In Housing Court cases are supposed to be resolved quickly – this is why they are called summary proceedings. Performing discovery is uncommon in summary proceedings but will happen in the context of certain more complicated cases in which one party needs information that is in the exclusive use and control of the adverse party. Theoretically each time a case is on the calendar in Housing Court it is on for trial. So, when parties to a summary proceeding are engaged in discovery the case will often be marked off calendar pending the completion of that discovery. This is where things can get dicey for a landlord.
Discovery Can Take More Than One Year to Complete
It is the law in New York State that when a case is marked off calendar for more than 1 year that the case is dismissed for failing to prosecute. A case generally is not off calendar when discovery is being conducted in state court. Rather, a case will generally be marked off calendar in state court only after a party has defaulted in making an appearance. In Housing Court though, judges are reluctant to adjourn a case every few weeks while discovery is being conducted and so the case gets marked off calendar.
Discovery can often take more than 1 year for a variety of reasons:
- laziness of the landlord’s attorney,
- recalcitrance on the part of the tenant,
- or even because of the sheer volume of what must be produced.

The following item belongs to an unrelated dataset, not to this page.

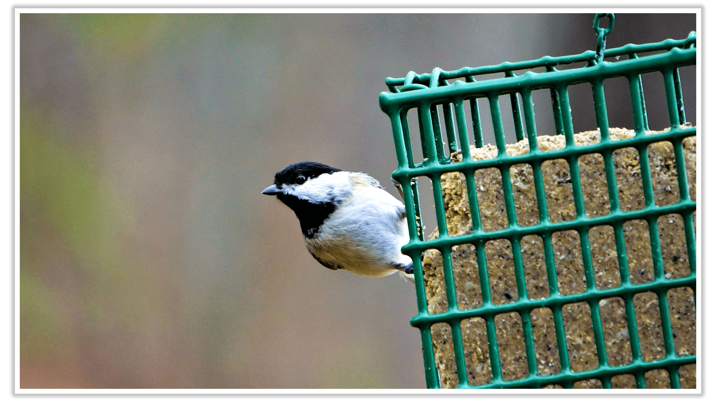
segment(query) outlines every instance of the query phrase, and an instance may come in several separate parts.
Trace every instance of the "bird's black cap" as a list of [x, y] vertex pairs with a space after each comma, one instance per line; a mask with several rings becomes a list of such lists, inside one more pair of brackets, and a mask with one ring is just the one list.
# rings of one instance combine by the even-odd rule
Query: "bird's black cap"
[[324, 173], [334, 172], [341, 172], [341, 170], [317, 162], [299, 162], [289, 165], [276, 173], [274, 177], [274, 184], [276, 186], [284, 184], [301, 184], [299, 182], [299, 176], [303, 176], [305, 179], [313, 179]]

In Housing Court a landlord who allowed a case to be marked off calendar, actively engaged in discovery and/or settlement negotiations, and then failed to restore the proceeding to the calendar within 1 year faced dismissal because the case had run afoul of the rule that a case marked off calendar for 1 year was to be dismissed.
Marking a Case Off-Calendar is Not as Dangerous as It Used to Be
This quirk in the law was corrected by a decision of the Appellate Term, First Department that was released on December 15, 2014 entitled, Sammy Group LLC v. Evans, 2014 NY Slip Op 51753(U) (1st Dept. App.Term).
In Sammy Group a landlord has started an illegal alterations holdover proceeding. The case was then marked off calendar pending the completion of discovery. Substantial discovery was then performed at the completion of which – 16 months after the case was marked off calendar – the landlord sought to restore the proceeding to the calendar for trial. The tenant opposed the application to restore the proceeding claiming that the fact that the case was off-calendar for 12 months precluded restoration. Housing Court Judge Kaplan granted the motion to restore and the tenant appealed. The Appellate Term affirmed Judge Kaplan and held that his decision to restore the proceeding was correct by writing:
“The petition-landlord’s restoral motion, made roughly 16 months later, after the parties had engaged in considerable discovery, was properly granted in view of landlord’s showing of a potentially meritorious claim, the absence of any discernible prejudice to tenant, and the fact that the case was marked off calendar in open-ended fashion and through no fault of landlord.”
The impact of this decision is that landlords can breathe easier about marking a case off-calendar so long as the landlords are diligent about conducting discovery and continuing to have a meritorious claim upon the completion of the discovery.